There is a lot to think about. When I have interviewed AMHPs for my own research, all of this has been discussed in many different ways. Crucially, there are many similarities with the things that are important (in terms of what works and what is difficult) for people with lived experience of assessment and detention. Time as a resource, for example. One thing in particular that stuck in my mind was one AMHP who asked ‘What are we? Who are we for?’ It’s a question of cosmic proportions. AMHPs’ invisibility and feelings of being misunderstood are all around us. When I spend time speaking to groups of AMHPs or people with lived experience of AMHP work, there is reflection, contemplation, complexity, richness and depth. Sometimes it’s passed on like folklore to others, but more often it stays in the room, diffuses and disappears. Where do we capture all this? Where do we share this? How do we start to explain what we are, what we do, who we are for? How do we begin to make sense of, and put a name to, some of our daily experiences? How do we manage service users’ as well as our own distress and moral or psychological injury?

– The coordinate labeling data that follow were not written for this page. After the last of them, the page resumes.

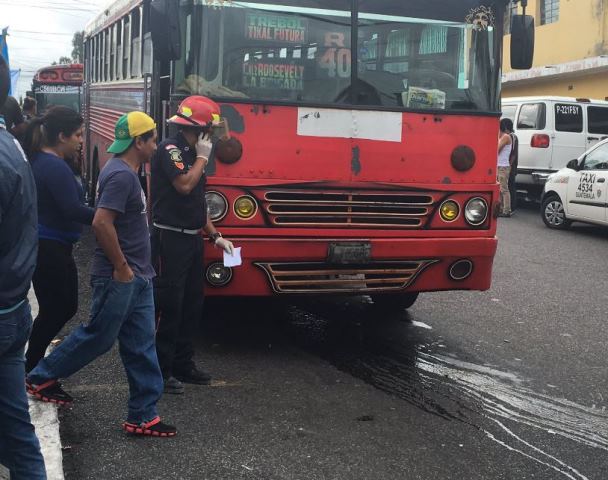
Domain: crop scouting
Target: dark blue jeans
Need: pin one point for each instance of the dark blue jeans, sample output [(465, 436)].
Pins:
[(118, 310), (19, 447)]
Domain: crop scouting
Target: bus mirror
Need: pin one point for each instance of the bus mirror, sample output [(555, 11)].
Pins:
[(164, 25), (522, 42)]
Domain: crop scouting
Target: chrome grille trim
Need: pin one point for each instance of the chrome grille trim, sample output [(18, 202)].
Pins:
[(320, 277), (348, 209)]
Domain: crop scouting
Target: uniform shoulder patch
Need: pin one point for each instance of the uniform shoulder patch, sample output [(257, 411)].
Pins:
[(175, 154)]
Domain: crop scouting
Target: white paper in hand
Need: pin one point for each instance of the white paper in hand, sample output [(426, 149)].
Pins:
[(233, 260)]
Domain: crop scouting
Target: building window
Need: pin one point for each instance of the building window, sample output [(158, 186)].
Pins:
[(511, 10), (549, 11)]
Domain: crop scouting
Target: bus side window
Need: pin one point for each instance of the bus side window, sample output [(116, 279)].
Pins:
[(106, 53), (126, 47), (119, 47), (147, 63)]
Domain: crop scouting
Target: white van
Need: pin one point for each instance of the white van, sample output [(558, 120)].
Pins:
[(551, 132)]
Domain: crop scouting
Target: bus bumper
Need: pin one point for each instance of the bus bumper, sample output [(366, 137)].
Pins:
[(319, 266)]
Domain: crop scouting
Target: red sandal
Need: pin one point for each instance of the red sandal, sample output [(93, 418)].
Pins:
[(153, 428), (50, 392)]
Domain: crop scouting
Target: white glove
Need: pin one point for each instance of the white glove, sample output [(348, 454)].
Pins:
[(225, 245), (203, 146)]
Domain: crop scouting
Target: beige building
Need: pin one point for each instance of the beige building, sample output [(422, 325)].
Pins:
[(571, 54)]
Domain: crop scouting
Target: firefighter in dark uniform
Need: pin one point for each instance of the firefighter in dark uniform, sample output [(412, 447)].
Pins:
[(179, 215)]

AMHP work is often described as being a ‘political activity’, mainly around the rights-based, justice-focused aspect of the work. But perhaps we need to be more activist? AMHPs’ social perspectives are often aligned with a critical, if not any-psychiatry, position. We could reflect on Helen Spandler’s (2016) concerns that psychiatric abuse has been over-emphasised at the expense of psychiatric use, and a new phase of resistance is borne of a recognition of a shift to ‘psychiatric neglect’. This means demanding better psychiatric services and real alternatives. It seems like a good time for AMHPs to embrace a critically reflective approach and to explore each and every one of these practice dimensions (and their challenges) in detail. This way, AMHP practice becomes a form of practice wisdom and artistry that we can articulate well.
These are just my thoughts, but I don’t want to be a lone voice. I’d like to have AMHP colleagues to share these reflections with. One thing I’m sure about, though, is that the AMHP role is far more than a narrow, legalistic role and this needs to be embraced and nurtured – by our own community of AMHPs and by people who experience them.